Soudain, un esprit vint à moi. Mais puis-je vraiment dire qu'il est apparu soudainement, n'était-il pas déjà depuis longtemps là à m'observer ? Je ne saurais en jurer. C'était une femme fort belle. Elle me dit : « Je suis l'áyami de tes ancêtres, celle qui vient réconforter les hommes lorsqu'ils en ont le plus besoin. Je t'aime. Tu seras mon mari et je serai ta femme, au moins pour un temps. » Elle se jeta alors amoureusement sur moi. Pris de surprise, je voulus lui résister. « Si tu ne veux pas m'obéir, tant pis pour toi. Je te tuerai. » Je couchai donc avec elle comme avec l'amante dont je rêvais depuis des mois et ce malgré la frayeur qu'elle m'inspirait. Puis, elle partit mais fut de retour dès le soir suivant. Durant les jours qui précédèrent et suivirent le solstice, elle ne rata aucun de nos rendez-vous nocturnes.
Ses traits, ou peut-être mes hallucinations, changeaient presque à chaque fois. Tantôt jeune et fraiche, elle m'apparaissait la nuit suivante plus mature. La seule constante semblait être la fascination mêlée de crainte qu'elle m'inspirait. D'autres fois, elle revêtait des caractères animaux. Elle se présenta ainsi une nuit sous l'aspect d'un tigre ailé et m'emmena sur son dos. Nous volâmes loin, vers des terres qui n'avaient rien de commun avec celles que je connaissais. J'étais dans le monde des esprits et elle reprit la première forme que je lui ai connu pour me le faire découvrir. D'abord ce fut une faune et flore inconnues et la chaleur d'un sol différent du nôtre sous mes pieds, puis elle me montra son corps nu sous la lumière d'un lune autre et nous fîmes l'amour contre la douce senteur de l'humus.

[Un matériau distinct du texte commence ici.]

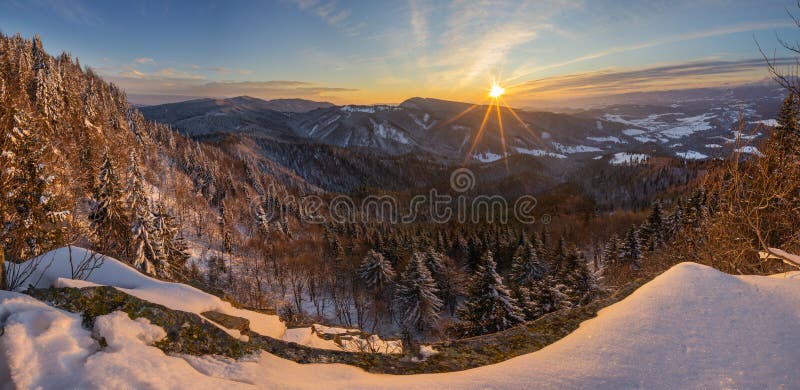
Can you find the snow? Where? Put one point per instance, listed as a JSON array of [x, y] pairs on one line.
[[780, 254], [691, 327], [749, 150], [571, 149], [606, 139], [367, 109], [624, 158], [691, 155], [538, 152], [486, 156], [55, 268], [765, 122], [384, 130], [676, 126], [689, 126], [55, 271], [633, 132]]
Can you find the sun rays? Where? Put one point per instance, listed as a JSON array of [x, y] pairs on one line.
[[496, 100]]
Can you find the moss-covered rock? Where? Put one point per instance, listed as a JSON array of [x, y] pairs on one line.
[[188, 333], [228, 321]]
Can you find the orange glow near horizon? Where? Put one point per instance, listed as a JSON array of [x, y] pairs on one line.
[[496, 93]]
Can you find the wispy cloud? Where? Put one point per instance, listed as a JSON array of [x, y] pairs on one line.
[[171, 81], [144, 60], [419, 21], [693, 74], [330, 12], [479, 37], [528, 70]]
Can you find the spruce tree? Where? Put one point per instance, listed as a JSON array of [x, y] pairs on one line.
[[489, 306], [172, 251], [143, 253], [376, 271], [526, 266], [631, 249], [787, 132], [32, 214], [415, 298], [612, 251], [106, 215]]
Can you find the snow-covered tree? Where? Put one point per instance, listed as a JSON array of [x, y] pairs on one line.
[[526, 266], [376, 271], [786, 135], [489, 306], [172, 250], [107, 214], [415, 297], [144, 250], [32, 214], [631, 249], [612, 252]]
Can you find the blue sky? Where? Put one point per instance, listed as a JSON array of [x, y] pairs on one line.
[[374, 51]]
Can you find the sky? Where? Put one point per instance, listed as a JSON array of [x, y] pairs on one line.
[[365, 52]]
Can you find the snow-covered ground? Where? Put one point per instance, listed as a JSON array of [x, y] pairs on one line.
[[691, 327], [572, 149], [487, 156], [55, 271], [691, 155], [624, 158], [538, 152]]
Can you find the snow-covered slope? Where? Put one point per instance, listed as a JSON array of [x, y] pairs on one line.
[[692, 327], [55, 270]]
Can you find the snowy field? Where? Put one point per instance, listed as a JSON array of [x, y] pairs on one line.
[[55, 271], [692, 327]]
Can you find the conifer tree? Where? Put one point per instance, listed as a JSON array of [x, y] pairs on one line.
[[631, 249], [172, 250], [787, 132], [107, 216], [376, 271], [415, 298], [612, 250], [651, 235], [489, 306], [144, 250], [32, 214], [526, 266]]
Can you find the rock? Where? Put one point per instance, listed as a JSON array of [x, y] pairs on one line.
[[228, 321], [187, 333]]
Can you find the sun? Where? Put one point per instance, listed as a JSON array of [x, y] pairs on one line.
[[496, 91]]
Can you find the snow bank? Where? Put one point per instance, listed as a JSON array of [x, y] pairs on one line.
[[55, 270], [48, 348], [624, 158], [691, 327]]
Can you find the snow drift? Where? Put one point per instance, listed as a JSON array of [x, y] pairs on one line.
[[55, 270], [691, 327]]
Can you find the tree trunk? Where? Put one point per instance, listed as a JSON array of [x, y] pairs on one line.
[[3, 285]]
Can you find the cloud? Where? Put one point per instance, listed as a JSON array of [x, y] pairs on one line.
[[419, 21], [528, 70], [74, 11], [479, 37], [171, 81], [692, 74], [329, 12]]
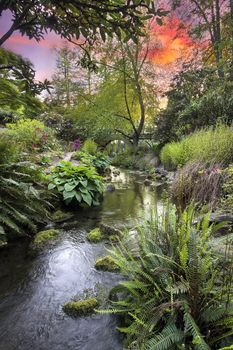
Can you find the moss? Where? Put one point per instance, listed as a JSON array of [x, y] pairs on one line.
[[44, 236], [95, 235], [80, 307], [106, 263], [60, 216]]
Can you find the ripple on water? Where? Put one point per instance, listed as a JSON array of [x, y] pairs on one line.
[[33, 291]]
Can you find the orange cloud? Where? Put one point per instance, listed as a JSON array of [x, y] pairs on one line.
[[169, 42]]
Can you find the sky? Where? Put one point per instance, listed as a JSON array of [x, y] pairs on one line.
[[169, 43]]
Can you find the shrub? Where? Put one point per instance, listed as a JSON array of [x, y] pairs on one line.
[[32, 135], [199, 183], [77, 184], [213, 145], [23, 201], [178, 292], [90, 146]]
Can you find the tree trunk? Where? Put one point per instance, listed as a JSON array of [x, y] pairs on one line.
[[218, 39], [231, 11]]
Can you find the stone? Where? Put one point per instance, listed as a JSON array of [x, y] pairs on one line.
[[60, 216], [80, 307], [147, 182], [109, 230], [95, 235], [44, 236], [107, 263]]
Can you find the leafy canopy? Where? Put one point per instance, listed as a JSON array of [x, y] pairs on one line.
[[72, 19]]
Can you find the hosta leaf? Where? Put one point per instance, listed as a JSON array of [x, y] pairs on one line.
[[87, 198], [51, 186], [69, 194], [69, 187]]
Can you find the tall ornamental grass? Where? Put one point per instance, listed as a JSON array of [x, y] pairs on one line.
[[212, 145]]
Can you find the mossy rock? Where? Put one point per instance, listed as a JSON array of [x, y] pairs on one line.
[[3, 244], [80, 307], [107, 263], [44, 236], [60, 216], [95, 235], [108, 230]]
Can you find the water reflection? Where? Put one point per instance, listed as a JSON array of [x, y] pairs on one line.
[[32, 292]]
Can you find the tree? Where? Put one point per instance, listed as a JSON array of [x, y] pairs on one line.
[[206, 19], [126, 98], [75, 19], [18, 88], [197, 98]]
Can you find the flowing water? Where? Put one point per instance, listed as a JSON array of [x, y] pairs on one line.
[[33, 290]]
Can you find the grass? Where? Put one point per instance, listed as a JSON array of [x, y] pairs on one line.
[[212, 145]]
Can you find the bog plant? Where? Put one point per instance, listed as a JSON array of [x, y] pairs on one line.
[[212, 145], [199, 183], [178, 288], [77, 184], [90, 147], [98, 161]]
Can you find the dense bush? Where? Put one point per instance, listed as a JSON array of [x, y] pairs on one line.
[[178, 292], [32, 135], [98, 161], [23, 198], [90, 147], [77, 184], [213, 145]]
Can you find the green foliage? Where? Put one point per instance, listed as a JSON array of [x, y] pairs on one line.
[[17, 86], [226, 199], [212, 145], [197, 99], [98, 161], [23, 198], [80, 307], [32, 135], [90, 147], [198, 183], [177, 293], [44, 236], [87, 19], [125, 159], [77, 184]]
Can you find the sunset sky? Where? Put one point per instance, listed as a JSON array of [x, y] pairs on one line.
[[169, 43]]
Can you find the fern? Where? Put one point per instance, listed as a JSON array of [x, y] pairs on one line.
[[177, 292]]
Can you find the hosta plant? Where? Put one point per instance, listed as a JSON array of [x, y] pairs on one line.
[[77, 184], [178, 291], [98, 161]]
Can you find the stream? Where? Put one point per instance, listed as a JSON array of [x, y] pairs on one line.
[[33, 290]]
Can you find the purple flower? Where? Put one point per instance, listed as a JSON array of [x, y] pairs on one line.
[[76, 145]]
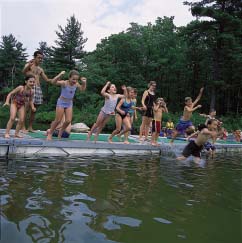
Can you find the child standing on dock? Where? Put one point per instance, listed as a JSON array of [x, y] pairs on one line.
[[148, 100], [122, 116], [185, 122], [109, 91], [158, 109], [65, 102], [212, 115], [194, 147], [21, 96]]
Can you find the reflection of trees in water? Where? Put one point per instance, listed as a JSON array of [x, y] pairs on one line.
[[124, 184], [34, 200]]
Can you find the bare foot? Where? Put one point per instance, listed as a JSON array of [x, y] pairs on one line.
[[88, 136], [24, 131], [31, 130], [18, 136], [49, 137]]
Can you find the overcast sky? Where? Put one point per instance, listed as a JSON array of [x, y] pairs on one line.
[[32, 21]]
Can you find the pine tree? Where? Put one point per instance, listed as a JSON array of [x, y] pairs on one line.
[[12, 59], [70, 44], [223, 31]]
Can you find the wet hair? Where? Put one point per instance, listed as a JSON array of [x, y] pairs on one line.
[[129, 88], [36, 53], [151, 83], [200, 127], [187, 99], [27, 77], [109, 86], [73, 72], [210, 121]]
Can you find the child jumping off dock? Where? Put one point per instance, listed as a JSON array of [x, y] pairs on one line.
[[123, 116], [158, 109], [21, 96], [185, 122], [109, 91], [194, 147], [65, 101]]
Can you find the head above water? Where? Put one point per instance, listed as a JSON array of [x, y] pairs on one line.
[[111, 89], [212, 123], [152, 84], [212, 112], [38, 57], [73, 76], [29, 81]]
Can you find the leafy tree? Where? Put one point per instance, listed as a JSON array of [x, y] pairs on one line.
[[70, 43], [223, 30], [12, 59]]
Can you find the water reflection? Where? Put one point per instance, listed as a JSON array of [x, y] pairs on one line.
[[141, 199]]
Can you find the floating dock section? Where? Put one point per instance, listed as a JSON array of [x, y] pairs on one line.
[[42, 147]]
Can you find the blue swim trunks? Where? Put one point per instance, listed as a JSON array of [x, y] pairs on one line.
[[208, 146], [64, 103], [64, 134], [183, 125]]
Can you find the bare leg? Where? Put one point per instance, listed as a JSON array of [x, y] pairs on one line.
[[68, 118], [118, 128], [181, 158], [21, 113], [13, 112], [174, 135], [31, 120], [54, 124]]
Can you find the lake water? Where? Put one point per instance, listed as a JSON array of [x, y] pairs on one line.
[[120, 199]]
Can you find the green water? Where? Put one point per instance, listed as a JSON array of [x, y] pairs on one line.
[[120, 199]]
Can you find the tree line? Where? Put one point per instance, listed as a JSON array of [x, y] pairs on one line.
[[206, 52]]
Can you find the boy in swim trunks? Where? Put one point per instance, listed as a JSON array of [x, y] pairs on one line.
[[194, 147], [185, 122], [158, 108]]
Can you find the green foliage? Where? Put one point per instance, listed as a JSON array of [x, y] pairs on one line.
[[181, 60], [12, 59], [70, 45]]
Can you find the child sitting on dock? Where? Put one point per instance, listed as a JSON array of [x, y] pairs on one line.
[[237, 135], [65, 134], [21, 96], [158, 108], [185, 123], [211, 115], [65, 102], [123, 116], [109, 91], [194, 147]]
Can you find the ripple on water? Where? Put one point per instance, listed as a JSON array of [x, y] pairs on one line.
[[78, 197], [72, 181], [4, 199], [114, 222], [36, 203], [162, 220], [77, 173]]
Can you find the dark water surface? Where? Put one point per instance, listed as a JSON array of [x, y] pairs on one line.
[[120, 199]]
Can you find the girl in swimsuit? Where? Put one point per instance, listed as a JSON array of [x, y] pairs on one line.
[[109, 91], [20, 96], [148, 101], [122, 116], [65, 102]]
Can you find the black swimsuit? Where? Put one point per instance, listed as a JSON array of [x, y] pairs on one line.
[[149, 102]]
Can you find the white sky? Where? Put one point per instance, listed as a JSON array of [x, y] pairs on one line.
[[32, 21]]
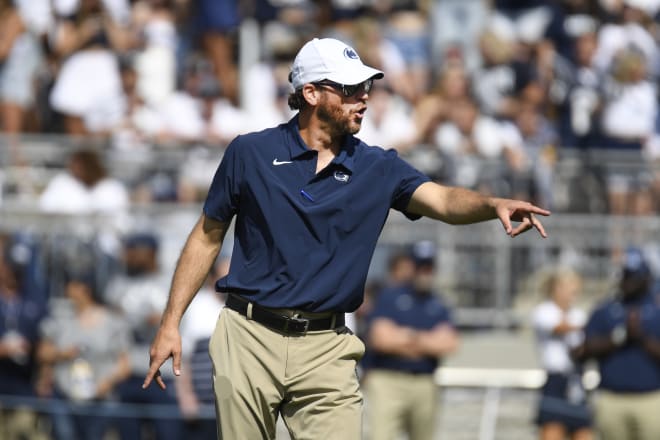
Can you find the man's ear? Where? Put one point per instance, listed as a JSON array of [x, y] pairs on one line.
[[311, 94]]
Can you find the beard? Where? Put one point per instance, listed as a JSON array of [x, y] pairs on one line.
[[338, 122]]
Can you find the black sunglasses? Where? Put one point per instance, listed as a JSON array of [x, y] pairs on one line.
[[347, 90]]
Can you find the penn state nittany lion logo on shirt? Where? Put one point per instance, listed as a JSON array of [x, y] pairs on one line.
[[341, 176], [351, 54]]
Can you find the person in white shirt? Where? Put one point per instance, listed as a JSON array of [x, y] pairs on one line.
[[481, 151], [558, 325]]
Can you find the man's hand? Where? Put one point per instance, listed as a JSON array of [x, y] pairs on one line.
[[167, 343], [519, 211]]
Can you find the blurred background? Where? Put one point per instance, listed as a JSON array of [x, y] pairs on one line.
[[115, 114]]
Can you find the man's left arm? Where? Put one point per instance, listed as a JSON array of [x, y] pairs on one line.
[[458, 206], [439, 341]]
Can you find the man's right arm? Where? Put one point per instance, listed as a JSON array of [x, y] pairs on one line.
[[197, 257]]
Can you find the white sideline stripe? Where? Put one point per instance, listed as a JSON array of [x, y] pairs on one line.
[[490, 377], [532, 378]]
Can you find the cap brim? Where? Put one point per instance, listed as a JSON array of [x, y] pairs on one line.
[[356, 76]]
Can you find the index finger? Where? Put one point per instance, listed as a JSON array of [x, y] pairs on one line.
[[152, 374], [539, 226]]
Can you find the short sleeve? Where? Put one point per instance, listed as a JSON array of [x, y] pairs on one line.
[[224, 194], [407, 179], [546, 318], [597, 325], [384, 306]]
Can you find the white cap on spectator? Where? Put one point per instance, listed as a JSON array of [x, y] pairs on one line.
[[329, 59], [649, 7]]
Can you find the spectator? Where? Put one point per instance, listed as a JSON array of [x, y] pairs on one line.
[[385, 55], [433, 109], [628, 120], [558, 324], [155, 64], [498, 80], [87, 89], [216, 21], [580, 126], [480, 151], [195, 387], [19, 323], [540, 142], [140, 294], [408, 29], [628, 31], [22, 23], [83, 356], [623, 335], [85, 188], [410, 330], [389, 121]]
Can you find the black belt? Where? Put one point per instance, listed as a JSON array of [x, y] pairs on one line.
[[285, 324]]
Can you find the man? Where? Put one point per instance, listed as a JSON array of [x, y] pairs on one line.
[[310, 200], [410, 330], [623, 335], [140, 294]]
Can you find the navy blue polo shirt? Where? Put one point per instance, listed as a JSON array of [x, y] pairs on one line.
[[304, 240], [629, 369], [409, 309]]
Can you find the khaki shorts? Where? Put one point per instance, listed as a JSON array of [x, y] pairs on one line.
[[310, 380], [628, 416], [399, 402]]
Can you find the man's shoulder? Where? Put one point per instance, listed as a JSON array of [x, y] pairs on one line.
[[606, 307]]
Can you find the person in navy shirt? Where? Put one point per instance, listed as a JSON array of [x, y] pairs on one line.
[[410, 330], [623, 335], [310, 200]]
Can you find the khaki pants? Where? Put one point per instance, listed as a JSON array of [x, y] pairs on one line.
[[401, 402], [310, 380], [628, 416]]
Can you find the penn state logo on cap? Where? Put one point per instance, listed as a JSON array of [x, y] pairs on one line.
[[341, 176], [351, 54]]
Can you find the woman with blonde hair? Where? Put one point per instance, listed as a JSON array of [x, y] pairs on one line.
[[558, 325]]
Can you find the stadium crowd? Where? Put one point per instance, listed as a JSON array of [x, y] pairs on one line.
[[489, 95]]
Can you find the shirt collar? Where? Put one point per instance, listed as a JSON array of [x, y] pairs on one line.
[[298, 147]]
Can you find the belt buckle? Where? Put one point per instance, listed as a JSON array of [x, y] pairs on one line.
[[295, 324]]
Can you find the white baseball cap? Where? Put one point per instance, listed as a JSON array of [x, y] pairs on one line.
[[331, 59]]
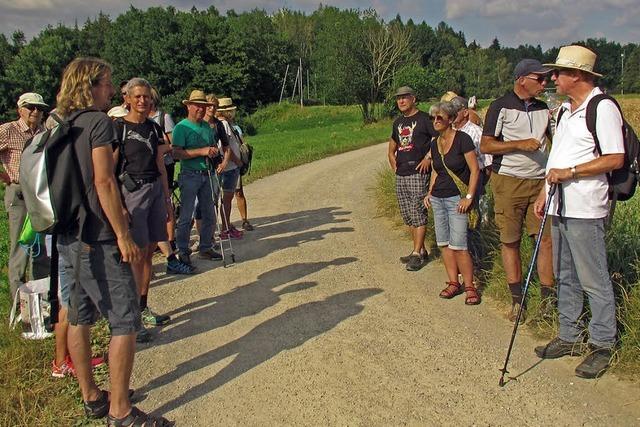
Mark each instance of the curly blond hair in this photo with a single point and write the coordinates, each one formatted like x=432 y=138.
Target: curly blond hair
x=77 y=80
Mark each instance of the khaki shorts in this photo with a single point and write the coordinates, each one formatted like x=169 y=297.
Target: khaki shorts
x=513 y=204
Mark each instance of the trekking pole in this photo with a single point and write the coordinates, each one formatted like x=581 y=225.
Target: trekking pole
x=552 y=190
x=217 y=225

Mais, déjà, ses visites s'espacèrent. Le charme dura à peine quelques semaines : jusqu'à Imbolc, lorsqu'on porte les flambeaux chassant pour l'année le mal amené par l'hiver. Ce qui n'est aujourd'hui plus que la fête des crêpes fit néanmoins fuir ma belle amante, mettant ainsi fin à mes bacchanales hivernales. Nous sommes en mai et je pense toujours à elle chaque soir, espérant qu'elle me reviendra dès l'année prochaine. Oh comme j'ai hâte de voir les jours recommencer à raccourcir !

5 commentaires:

  1. Hey salut, à la ligne dix-sept tu as écrit "Son volâmes loin", c'est une faute de frappe ? J'suis fatiguée j'ai peut-être du mal à connecter les mots mais à première vue je comprends pas ^^'.
    Et "sous la lumière d'un lune autre" ?
    Sinon j'aime bien l'histoire et les sonorités agréables de "l'année le mal amené" et "bacchanales hivernales".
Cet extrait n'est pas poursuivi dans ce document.